If you are losing sleep over volatility driven by a cascade of disheartening news, it may help to remember that the stock market is historically cyclical. There have been 10 bear markets (prior to this one) since 1950, and the market has recovered eventually every time.
Bear markets are typically defined as declines of 20% or more from the most recent high, and bull markets are increases of 20% or more from the bear market low. But there is no official declaration, so in some cases there are different interpretations regarding when these cycles begin and end.
On average, bull markets lasted longer (1,955 days) than bear markets (431 days) over this period, and the average bull market advance (172.0%) was greater than the average bear market decline (-34.2%).

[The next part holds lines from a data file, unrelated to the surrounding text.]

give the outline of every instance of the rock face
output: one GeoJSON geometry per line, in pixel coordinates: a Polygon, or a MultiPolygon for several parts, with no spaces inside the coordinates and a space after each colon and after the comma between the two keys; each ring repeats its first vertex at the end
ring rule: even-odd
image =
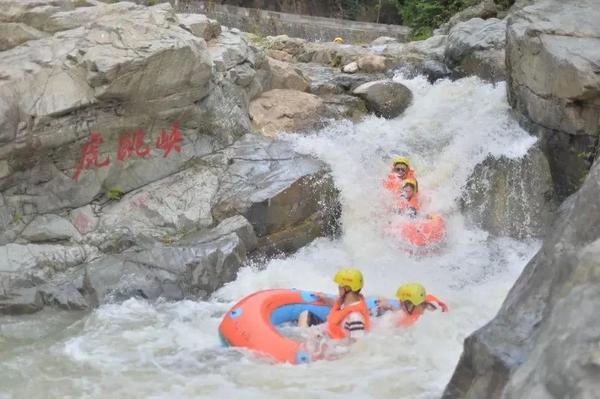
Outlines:
{"type": "Polygon", "coordinates": [[[505,79],[506,21],[473,18],[454,26],[448,34],[445,57],[452,68],[489,81],[505,79]]]}
{"type": "Polygon", "coordinates": [[[275,89],[261,94],[250,104],[254,126],[264,135],[316,129],[323,125],[323,100],[297,90],[275,89]]]}
{"type": "Polygon", "coordinates": [[[492,234],[542,237],[556,209],[544,153],[533,147],[518,160],[488,157],[469,178],[461,207],[475,224],[492,234]]]}
{"type": "Polygon", "coordinates": [[[365,83],[352,93],[365,100],[369,111],[388,119],[400,115],[412,101],[408,87],[390,80],[365,83]]]}
{"type": "Polygon", "coordinates": [[[202,14],[177,14],[180,26],[206,41],[221,34],[221,24],[202,14]]]}
{"type": "Polygon", "coordinates": [[[465,340],[444,398],[597,396],[599,196],[596,162],[498,315],[465,340]]]}
{"type": "Polygon", "coordinates": [[[271,88],[272,89],[291,89],[299,91],[308,91],[310,82],[304,76],[302,71],[293,67],[291,64],[269,58],[271,67],[271,88]]]}
{"type": "Polygon", "coordinates": [[[598,149],[600,7],[543,0],[508,20],[508,100],[537,133],[560,198],[583,181],[598,149]]]}
{"type": "Polygon", "coordinates": [[[204,296],[335,229],[325,166],[252,131],[262,50],[169,4],[81,4],[0,0],[41,32],[0,53],[0,312],[204,296]]]}

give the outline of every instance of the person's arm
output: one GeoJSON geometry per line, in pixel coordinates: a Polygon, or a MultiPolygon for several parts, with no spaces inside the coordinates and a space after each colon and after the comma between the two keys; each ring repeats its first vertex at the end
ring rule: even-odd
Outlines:
{"type": "Polygon", "coordinates": [[[327,306],[333,306],[333,305],[335,305],[335,302],[337,301],[336,298],[330,297],[323,293],[317,293],[317,294],[315,294],[315,296],[317,298],[317,301],[321,301],[321,302],[325,303],[327,306]]]}
{"type": "Polygon", "coordinates": [[[436,303],[440,308],[442,308],[442,312],[447,312],[448,311],[448,305],[446,305],[445,302],[440,301],[436,296],[431,295],[431,294],[427,294],[427,297],[425,297],[425,301],[433,306],[433,310],[435,310],[435,305],[433,305],[433,303],[436,303]]]}

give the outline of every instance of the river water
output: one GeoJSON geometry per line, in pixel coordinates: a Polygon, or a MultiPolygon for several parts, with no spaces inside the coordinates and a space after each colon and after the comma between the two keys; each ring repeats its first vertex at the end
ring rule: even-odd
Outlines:
{"type": "Polygon", "coordinates": [[[488,154],[521,157],[535,140],[511,118],[504,84],[396,79],[415,94],[402,117],[286,138],[331,166],[343,206],[340,238],[248,265],[206,302],[130,299],[91,313],[0,318],[0,399],[439,397],[464,338],[494,316],[539,248],[470,226],[457,200],[488,154]],[[413,258],[381,234],[381,184],[394,155],[410,156],[429,207],[446,215],[439,253],[413,258]],[[369,295],[393,296],[400,284],[420,281],[451,311],[430,312],[403,331],[378,321],[335,361],[273,365],[220,347],[220,318],[244,295],[276,287],[334,293],[333,274],[345,265],[363,270],[369,295]]]}

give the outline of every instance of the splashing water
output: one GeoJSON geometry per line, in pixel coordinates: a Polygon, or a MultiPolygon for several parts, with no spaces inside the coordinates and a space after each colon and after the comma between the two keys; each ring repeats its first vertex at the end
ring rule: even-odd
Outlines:
{"type": "Polygon", "coordinates": [[[521,157],[535,139],[511,119],[503,84],[396,80],[414,93],[402,117],[368,117],[286,138],[330,165],[343,206],[341,238],[317,239],[288,258],[245,267],[207,302],[130,299],[85,315],[46,310],[5,317],[0,399],[438,397],[463,339],[494,316],[539,247],[468,226],[457,199],[488,154],[521,157]],[[394,155],[411,158],[429,208],[446,217],[448,242],[438,254],[410,257],[381,233],[382,180],[394,155]],[[398,285],[420,281],[451,311],[428,313],[407,330],[383,318],[335,361],[273,365],[220,347],[217,326],[241,297],[276,287],[335,292],[332,276],[343,265],[363,270],[367,294],[393,296],[398,285]]]}

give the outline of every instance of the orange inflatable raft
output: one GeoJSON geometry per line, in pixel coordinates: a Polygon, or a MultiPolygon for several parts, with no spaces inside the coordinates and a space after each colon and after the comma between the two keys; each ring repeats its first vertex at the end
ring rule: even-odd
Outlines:
{"type": "Polygon", "coordinates": [[[439,246],[446,238],[446,223],[439,214],[430,214],[421,219],[392,222],[386,234],[410,244],[415,250],[428,250],[439,246]]]}
{"type": "MultiPolygon", "coordinates": [[[[368,297],[367,305],[377,313],[377,297],[368,297]]],[[[399,307],[398,301],[389,301],[399,307]]],[[[326,320],[331,307],[317,300],[315,292],[293,289],[259,291],[243,298],[223,317],[219,336],[225,346],[251,349],[281,363],[308,363],[312,359],[304,344],[283,336],[277,327],[298,320],[309,310],[326,320]]]]}

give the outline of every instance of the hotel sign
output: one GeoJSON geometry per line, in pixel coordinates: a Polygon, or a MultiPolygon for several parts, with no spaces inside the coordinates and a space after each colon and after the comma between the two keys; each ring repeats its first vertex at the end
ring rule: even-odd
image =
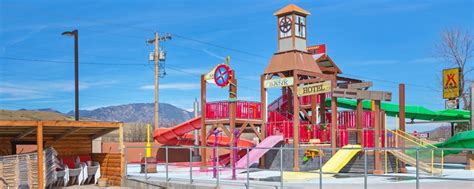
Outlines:
{"type": "Polygon", "coordinates": [[[293,77],[269,79],[263,82],[263,87],[265,88],[287,87],[287,86],[292,86],[293,82],[294,82],[293,77]]]}
{"type": "Polygon", "coordinates": [[[298,96],[308,96],[328,92],[331,92],[331,81],[298,87],[298,96]]]}
{"type": "Polygon", "coordinates": [[[443,98],[454,99],[460,96],[459,68],[443,70],[443,98]]]}

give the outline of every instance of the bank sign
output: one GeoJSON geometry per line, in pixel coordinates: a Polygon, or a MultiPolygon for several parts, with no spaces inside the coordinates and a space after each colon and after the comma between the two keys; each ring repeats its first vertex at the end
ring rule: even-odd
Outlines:
{"type": "Polygon", "coordinates": [[[269,79],[263,82],[263,87],[265,88],[287,87],[287,86],[292,86],[293,82],[294,82],[293,77],[269,79]]]}
{"type": "Polygon", "coordinates": [[[298,96],[308,96],[328,92],[331,92],[331,81],[298,87],[298,96]]]}
{"type": "Polygon", "coordinates": [[[454,99],[460,95],[459,68],[443,70],[443,98],[454,99]]]}

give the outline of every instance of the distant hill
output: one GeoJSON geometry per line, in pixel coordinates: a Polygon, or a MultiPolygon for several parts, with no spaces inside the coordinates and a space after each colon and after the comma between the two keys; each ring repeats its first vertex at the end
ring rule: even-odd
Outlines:
{"type": "Polygon", "coordinates": [[[0,110],[0,120],[74,120],[58,111],[0,110]]]}
{"type": "MultiPolygon", "coordinates": [[[[107,106],[94,110],[80,110],[81,117],[101,121],[121,121],[134,123],[153,123],[154,104],[135,103],[118,106],[107,106]]],[[[67,113],[74,116],[74,111],[67,113]]],[[[160,127],[169,127],[192,118],[194,114],[167,103],[160,103],[160,127]]]]}
{"type": "Polygon", "coordinates": [[[40,109],[30,109],[30,110],[22,108],[22,109],[19,109],[19,111],[54,112],[54,113],[62,114],[62,112],[57,111],[52,108],[40,108],[40,109]]]}
{"type": "MultiPolygon", "coordinates": [[[[80,110],[81,120],[153,123],[154,104],[135,103],[80,110]]],[[[160,103],[160,127],[171,127],[192,118],[194,114],[171,104],[160,103]]],[[[66,114],[51,108],[0,110],[0,120],[74,120],[74,111],[66,114]]]]}
{"type": "Polygon", "coordinates": [[[430,140],[446,140],[451,137],[451,127],[450,126],[440,126],[430,131],[420,132],[428,133],[430,140]]]}

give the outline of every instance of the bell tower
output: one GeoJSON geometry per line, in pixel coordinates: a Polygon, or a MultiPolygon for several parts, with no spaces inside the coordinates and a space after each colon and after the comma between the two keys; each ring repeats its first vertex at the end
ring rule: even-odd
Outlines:
{"type": "MultiPolygon", "coordinates": [[[[263,74],[260,76],[262,119],[271,122],[271,120],[267,120],[266,112],[281,111],[282,113],[288,113],[288,120],[291,120],[294,148],[293,171],[299,171],[300,154],[298,149],[300,143],[300,121],[302,120],[300,115],[304,114],[306,120],[311,120],[311,124],[317,124],[317,96],[319,95],[320,99],[324,99],[326,93],[305,95],[298,93],[298,90],[302,89],[302,87],[322,85],[326,81],[330,82],[330,86],[337,86],[336,76],[324,74],[321,67],[315,62],[312,54],[306,49],[306,39],[308,37],[306,17],[309,14],[308,11],[294,4],[290,4],[273,14],[277,17],[278,49],[273,53],[267,67],[265,67],[263,74]],[[278,83],[278,86],[272,85],[272,83],[278,83]],[[267,111],[267,90],[270,88],[279,88],[282,91],[281,99],[288,102],[284,109],[275,110],[274,107],[268,107],[269,110],[267,111]],[[307,106],[303,106],[302,101],[300,101],[302,96],[310,96],[311,107],[309,111],[304,109],[307,106]]],[[[321,100],[320,107],[324,107],[325,102],[325,100],[321,100]]],[[[331,111],[331,123],[333,123],[331,131],[335,131],[337,126],[335,119],[337,106],[335,106],[335,99],[331,102],[334,102],[331,104],[331,108],[334,110],[331,111]]],[[[325,110],[325,108],[321,109],[325,110]]],[[[325,113],[322,112],[321,115],[325,115],[325,113]]],[[[266,133],[266,123],[263,124],[262,131],[266,133]]],[[[336,138],[335,134],[335,132],[331,133],[331,140],[336,138]]],[[[336,144],[336,142],[334,141],[331,144],[336,144]]]]}
{"type": "Polygon", "coordinates": [[[290,4],[273,14],[278,26],[278,52],[306,51],[306,16],[310,13],[290,4]]]}
{"type": "Polygon", "coordinates": [[[306,49],[308,37],[306,16],[310,13],[294,4],[289,4],[273,15],[277,17],[278,49],[264,73],[288,74],[294,70],[322,73],[306,49]]]}

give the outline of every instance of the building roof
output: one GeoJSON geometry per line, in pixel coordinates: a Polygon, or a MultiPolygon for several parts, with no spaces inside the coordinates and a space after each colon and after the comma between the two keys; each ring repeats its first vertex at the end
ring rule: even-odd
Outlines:
{"type": "Polygon", "coordinates": [[[272,56],[270,63],[265,68],[264,73],[268,74],[292,70],[322,73],[319,66],[314,63],[311,54],[301,51],[275,53],[272,56]]]}
{"type": "Polygon", "coordinates": [[[273,15],[274,16],[280,16],[280,15],[289,14],[289,13],[293,13],[293,12],[300,13],[300,14],[303,14],[305,16],[311,14],[308,11],[304,10],[303,8],[296,6],[295,4],[289,4],[286,7],[283,7],[282,9],[280,9],[280,10],[276,11],[275,13],[273,13],[273,15]]]}
{"type": "Polygon", "coordinates": [[[89,137],[91,140],[119,129],[121,122],[65,121],[65,120],[0,120],[0,138],[35,139],[38,124],[44,127],[45,141],[64,137],[89,137]]]}
{"type": "Polygon", "coordinates": [[[326,53],[313,54],[313,59],[325,74],[341,74],[342,71],[326,53]]]}

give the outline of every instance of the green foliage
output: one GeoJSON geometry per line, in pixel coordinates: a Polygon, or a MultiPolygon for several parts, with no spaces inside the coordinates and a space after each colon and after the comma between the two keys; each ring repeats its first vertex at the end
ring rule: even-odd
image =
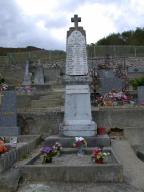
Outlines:
{"type": "Polygon", "coordinates": [[[95,45],[144,45],[144,28],[110,34],[95,45]]]}
{"type": "Polygon", "coordinates": [[[134,89],[137,89],[138,86],[144,85],[144,77],[133,79],[130,81],[130,84],[134,89]]]}

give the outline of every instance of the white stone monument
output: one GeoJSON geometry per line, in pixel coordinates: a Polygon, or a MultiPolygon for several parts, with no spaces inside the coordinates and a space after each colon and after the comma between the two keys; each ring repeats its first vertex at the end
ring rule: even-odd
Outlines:
{"type": "Polygon", "coordinates": [[[36,69],[35,75],[34,75],[34,84],[35,85],[44,85],[44,71],[43,71],[43,66],[40,62],[40,59],[38,60],[37,69],[36,69]]]}
{"type": "Polygon", "coordinates": [[[90,78],[88,75],[86,35],[81,21],[74,15],[75,26],[67,32],[66,88],[63,135],[95,136],[96,123],[92,121],[90,103],[90,78]]]}
{"type": "Polygon", "coordinates": [[[24,79],[22,82],[22,85],[27,86],[27,85],[31,85],[31,74],[29,72],[29,61],[26,62],[25,65],[25,73],[24,73],[24,79]]]}

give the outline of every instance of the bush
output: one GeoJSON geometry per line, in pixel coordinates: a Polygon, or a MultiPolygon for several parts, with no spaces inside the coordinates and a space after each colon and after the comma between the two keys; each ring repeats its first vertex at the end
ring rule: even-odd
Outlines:
{"type": "Polygon", "coordinates": [[[134,89],[137,89],[138,86],[144,85],[144,77],[133,79],[130,81],[130,84],[134,89]]]}

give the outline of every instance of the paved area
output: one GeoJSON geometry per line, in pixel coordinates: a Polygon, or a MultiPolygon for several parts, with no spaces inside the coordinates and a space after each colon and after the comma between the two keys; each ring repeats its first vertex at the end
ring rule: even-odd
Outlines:
{"type": "Polygon", "coordinates": [[[27,184],[18,192],[142,192],[127,184],[27,184]]]}
{"type": "Polygon", "coordinates": [[[144,162],[126,140],[113,140],[112,148],[123,165],[125,181],[144,191],[144,162]]]}

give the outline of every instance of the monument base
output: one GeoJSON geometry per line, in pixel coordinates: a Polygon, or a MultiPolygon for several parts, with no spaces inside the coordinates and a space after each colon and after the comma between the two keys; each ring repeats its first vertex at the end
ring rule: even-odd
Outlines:
{"type": "Polygon", "coordinates": [[[63,125],[64,136],[95,136],[97,134],[97,127],[94,121],[87,120],[73,120],[65,122],[63,125]]]}

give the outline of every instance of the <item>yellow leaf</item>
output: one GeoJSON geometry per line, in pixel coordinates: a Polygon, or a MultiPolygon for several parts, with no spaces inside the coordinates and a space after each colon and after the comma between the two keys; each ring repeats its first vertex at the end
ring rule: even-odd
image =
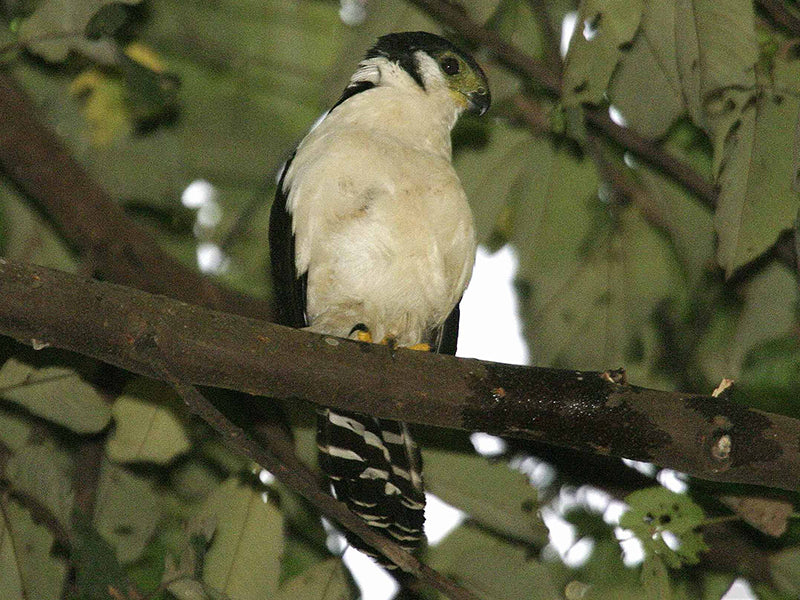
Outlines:
{"type": "Polygon", "coordinates": [[[131,129],[125,86],[118,77],[89,69],[70,85],[70,93],[84,99],[83,116],[94,146],[108,146],[131,129]]]}

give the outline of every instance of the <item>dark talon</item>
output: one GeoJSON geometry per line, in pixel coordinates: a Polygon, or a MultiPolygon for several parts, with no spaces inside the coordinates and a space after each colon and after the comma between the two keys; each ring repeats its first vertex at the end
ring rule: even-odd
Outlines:
{"type": "Polygon", "coordinates": [[[364,323],[356,323],[355,325],[353,325],[353,328],[350,330],[350,333],[347,334],[347,337],[350,337],[356,331],[363,331],[364,333],[369,333],[369,327],[367,327],[364,323]]]}

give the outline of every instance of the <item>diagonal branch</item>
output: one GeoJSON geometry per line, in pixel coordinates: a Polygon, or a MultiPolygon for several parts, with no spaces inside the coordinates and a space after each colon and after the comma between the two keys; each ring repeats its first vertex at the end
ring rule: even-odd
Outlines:
{"type": "Polygon", "coordinates": [[[619,373],[503,365],[297,331],[0,260],[0,334],[163,378],[436,427],[487,431],[795,490],[800,421],[619,373]]]}
{"type": "Polygon", "coordinates": [[[784,0],[757,0],[756,4],[760,4],[775,23],[800,37],[800,17],[786,6],[784,0]]]}
{"type": "Polygon", "coordinates": [[[546,92],[561,94],[561,77],[541,60],[529,56],[497,33],[469,18],[464,8],[448,0],[411,0],[462,38],[492,51],[502,64],[528,76],[546,92]]]}
{"type": "Polygon", "coordinates": [[[46,127],[0,71],[0,167],[38,206],[97,277],[259,318],[267,303],[178,263],[129,219],[46,127]]]}
{"type": "Polygon", "coordinates": [[[469,591],[420,562],[400,546],[369,527],[361,517],[350,512],[343,502],[339,502],[330,494],[323,492],[317,485],[314,474],[297,459],[291,449],[288,450],[288,453],[281,452],[279,454],[271,447],[261,446],[249,438],[243,429],[223,415],[196,387],[181,381],[177,375],[172,373],[167,366],[166,359],[162,356],[160,346],[141,348],[141,350],[143,351],[142,358],[150,362],[161,373],[161,379],[172,385],[189,409],[211,425],[234,451],[270,471],[284,485],[308,500],[321,514],[337,521],[348,531],[359,536],[406,573],[410,573],[423,583],[439,590],[451,600],[477,600],[469,591]]]}

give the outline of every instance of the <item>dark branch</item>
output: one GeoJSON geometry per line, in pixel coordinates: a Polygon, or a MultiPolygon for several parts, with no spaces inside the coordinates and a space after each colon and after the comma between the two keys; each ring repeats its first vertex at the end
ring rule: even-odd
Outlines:
{"type": "Polygon", "coordinates": [[[519,367],[315,335],[0,261],[0,334],[163,378],[650,461],[696,477],[800,483],[800,421],[609,373],[519,367]]]}
{"type": "Polygon", "coordinates": [[[611,120],[606,110],[587,108],[586,121],[642,161],[672,177],[709,208],[713,209],[716,205],[717,188],[688,164],[665,152],[656,142],[640,136],[633,129],[620,127],[611,120]]]}
{"type": "Polygon", "coordinates": [[[767,12],[778,25],[796,37],[800,37],[800,17],[786,6],[784,0],[758,0],[757,4],[767,12]]]}
{"type": "Polygon", "coordinates": [[[229,290],[163,252],[70,156],[3,72],[0,166],[36,201],[95,276],[193,304],[270,318],[267,303],[229,290]]]}

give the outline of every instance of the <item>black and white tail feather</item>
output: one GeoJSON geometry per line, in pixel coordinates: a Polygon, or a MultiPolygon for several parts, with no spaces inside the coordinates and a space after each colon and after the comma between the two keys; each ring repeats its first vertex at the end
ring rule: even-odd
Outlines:
{"type": "MultiPolygon", "coordinates": [[[[435,352],[456,353],[458,323],[456,305],[436,332],[435,352]]],[[[408,425],[324,408],[317,412],[317,449],[320,468],[351,511],[408,552],[425,542],[422,455],[408,425]]],[[[396,568],[360,538],[347,540],[387,569],[396,568]]]]}
{"type": "MultiPolygon", "coordinates": [[[[419,547],[425,538],[422,456],[406,424],[327,408],[317,419],[320,467],[336,497],[405,550],[419,547]]],[[[394,567],[359,538],[348,541],[394,567]]]]}

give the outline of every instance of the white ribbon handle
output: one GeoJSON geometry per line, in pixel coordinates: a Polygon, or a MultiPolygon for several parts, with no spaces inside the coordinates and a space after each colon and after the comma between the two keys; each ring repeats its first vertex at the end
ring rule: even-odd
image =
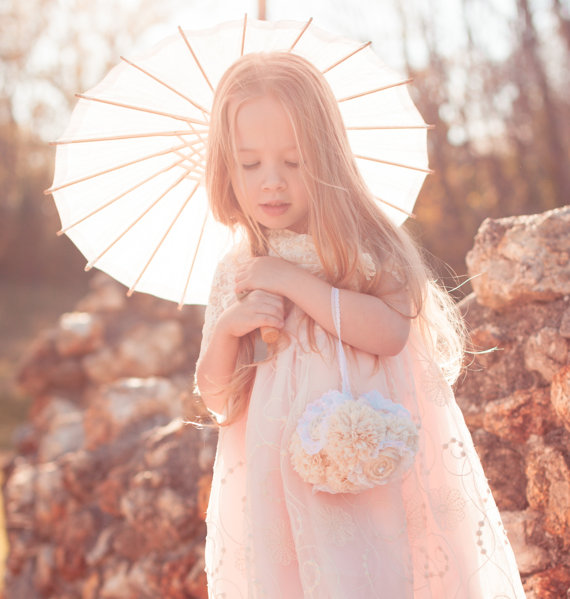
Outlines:
{"type": "Polygon", "coordinates": [[[350,381],[348,380],[348,365],[344,348],[340,337],[340,292],[336,287],[331,289],[331,311],[333,315],[334,326],[338,337],[338,364],[340,367],[340,376],[342,379],[342,392],[350,395],[350,381]]]}

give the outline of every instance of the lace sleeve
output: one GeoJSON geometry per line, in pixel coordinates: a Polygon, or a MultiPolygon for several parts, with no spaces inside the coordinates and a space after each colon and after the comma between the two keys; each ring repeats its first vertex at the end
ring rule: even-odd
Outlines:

|Bear Markets Since 1950||Calendar Days to Bottom||U.S. Stock Market Decline (S&P 500 Index)|
|August 1956 to October 1957||446||-21.5%|
|December 1961 to June 1962||196||-28.0%|
|February 1966 to October 1966||240||-22.2%|
|November 1968 to May 1970||543||-36.1%|
|January 1973 to October 1974||630||-48.2%|
|November 1980 to August 1982||622||-27.1%|
|August 1987 to December 1987||101||-33.5%|
|July 1990 to October 1990||87||-19.9%*|
|March 2000 to October 2002||929||-49.1%|
|October 2007 to March 2009||517||-56.8%|
*The intraday low marked a decline of -20.2%, so this cycle is often considered a bear market.
The bottom line is that neither the ups nor the downs last forever, even if they feel as though they will. During the worst downturns, there were short-term rallies and buying opportunities. And in some cases, people have profited over time by investing carefully just when things seemed bleakest.
If you’re reconsidering your current investment strategy, a volatile market is probably the worst time to turn your portfolio inside out. Dramatic price swings can magnify the impact of a wholesale restructuring if the timing of that move is a little off. A well-thought-out asset allocation and diversification strategy is still the fundamental basis of good investment planning. Changes in your portfolio don’t necessarily need to happen all at once. Try not to let fear derail your long-term goals.